I haven't analyzed it closely, but it seems to me your idea for the lazy farmer is a little too greedy. I am having a hard time visualizing your linked list, or the operations on it.
I think a good way to think about this, without worrying about efficiency, is to cast this into a graph, where each day is a node in the graph.
If we have an industrious trader willing to visit the market as often as possible, it looks like Figure 1 below, where I've taken the first few days of your example. Arcs are drawn from every day to every later day in the graph, and the arcs are weighted as follows:
- Consecutive days must have an arc-- either weighted with the profit of buying and then selling on the next day, or (if such an activity would be a loss) weighted zero
- Non-consecutive days only need an arc if the profit is positive. (Although you could draw in the zero-weight arcs for non-profitable pairs, I have suppressed them below so that the graph is readable.)

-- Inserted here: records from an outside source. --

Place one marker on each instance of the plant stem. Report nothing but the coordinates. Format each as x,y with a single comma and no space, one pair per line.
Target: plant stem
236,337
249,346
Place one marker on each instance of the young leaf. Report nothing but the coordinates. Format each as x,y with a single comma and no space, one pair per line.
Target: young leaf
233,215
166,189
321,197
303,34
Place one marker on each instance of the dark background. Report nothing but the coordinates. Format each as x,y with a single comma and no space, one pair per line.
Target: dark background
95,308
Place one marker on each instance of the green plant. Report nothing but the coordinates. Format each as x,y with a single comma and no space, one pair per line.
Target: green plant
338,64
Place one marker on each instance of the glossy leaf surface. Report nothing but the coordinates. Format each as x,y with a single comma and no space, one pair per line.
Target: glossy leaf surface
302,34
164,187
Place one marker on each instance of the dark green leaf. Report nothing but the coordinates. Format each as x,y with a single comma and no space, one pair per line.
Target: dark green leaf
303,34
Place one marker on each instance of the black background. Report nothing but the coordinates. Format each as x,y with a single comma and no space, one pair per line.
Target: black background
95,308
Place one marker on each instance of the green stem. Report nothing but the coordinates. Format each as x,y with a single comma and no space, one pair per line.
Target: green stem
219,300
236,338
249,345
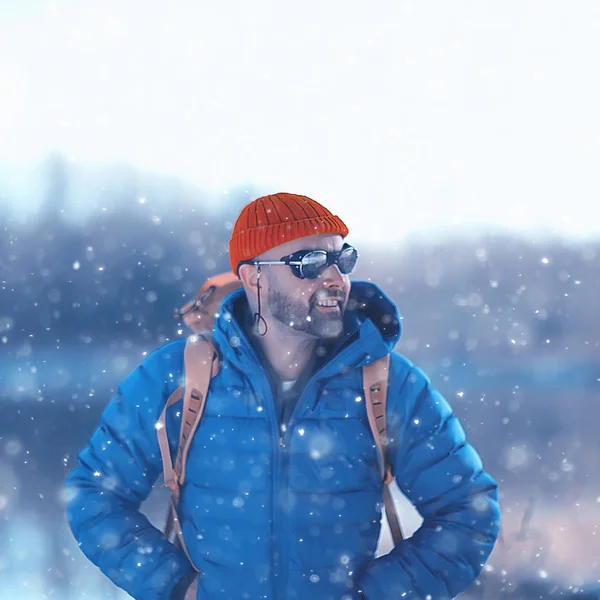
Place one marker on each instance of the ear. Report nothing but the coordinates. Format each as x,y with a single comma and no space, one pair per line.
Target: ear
249,277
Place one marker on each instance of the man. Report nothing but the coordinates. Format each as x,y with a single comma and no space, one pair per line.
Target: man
282,496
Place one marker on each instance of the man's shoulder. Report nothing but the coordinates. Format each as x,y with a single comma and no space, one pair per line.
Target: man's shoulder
400,366
166,361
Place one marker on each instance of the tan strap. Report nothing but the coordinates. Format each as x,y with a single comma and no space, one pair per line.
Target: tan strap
201,364
375,384
170,476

This graph takes O(N^2) comparison/subtractions to create. Once you have this graph, finding the best plan for the farmer is equivalent to finding the longest path (e.g., the path from the first day to the last day with the largest sum of arc values) through the graph. Usually, finding the longest path through the graph is NP-Complete, but in this case, we have a directed acyclic graph-- you can simply negate all the edge weights and find the shortest path with Dijkstra's algorithm in polynomial time.
To deal with a lazy farmer, you need to adapt this graph structure in such a way that it "counts" the non-zero arcs. We do this by making the graph bigger. A lot bigger. If the farmer is willing to make k trips to the market, he has floor(k/2) buy/sell pairs. Let's call that number X, and draw the nodes of our graph each X+1 times.
Each consecutive arc in the same row (regardless of profit for that day) has a weight of 0. The arcs of positive length are redirected to the row below. Figure 2 shows what this looks like if the farmer is willing to make 4 trips to the market, for 2 total buy/sell opportunities. You also add a dummy "terminal node" that you can get to from the end of each row, at no cost.
You can see that this "counts" the profit arcs by ensuring that each opportunity to profit moves from row to row, and there is never an opportunity to use the same row more than once. So again, you can find the longest path to find the right answer; and again the graph is directed acyclic so this can be converted to a shortest path problem and solved in polynomial time.
The bad news is, the node and arc count have gone up considerably. Instead of N nodes, you have potentially O(N^2) if k=N. Likewise, instead of O(N^2) arcs, you have O(N^3).
You may be able to do a better in both time and space by casting the problem as a grid, similar to the longest common subsequence problem, but this at least illustrates the structure of the problem.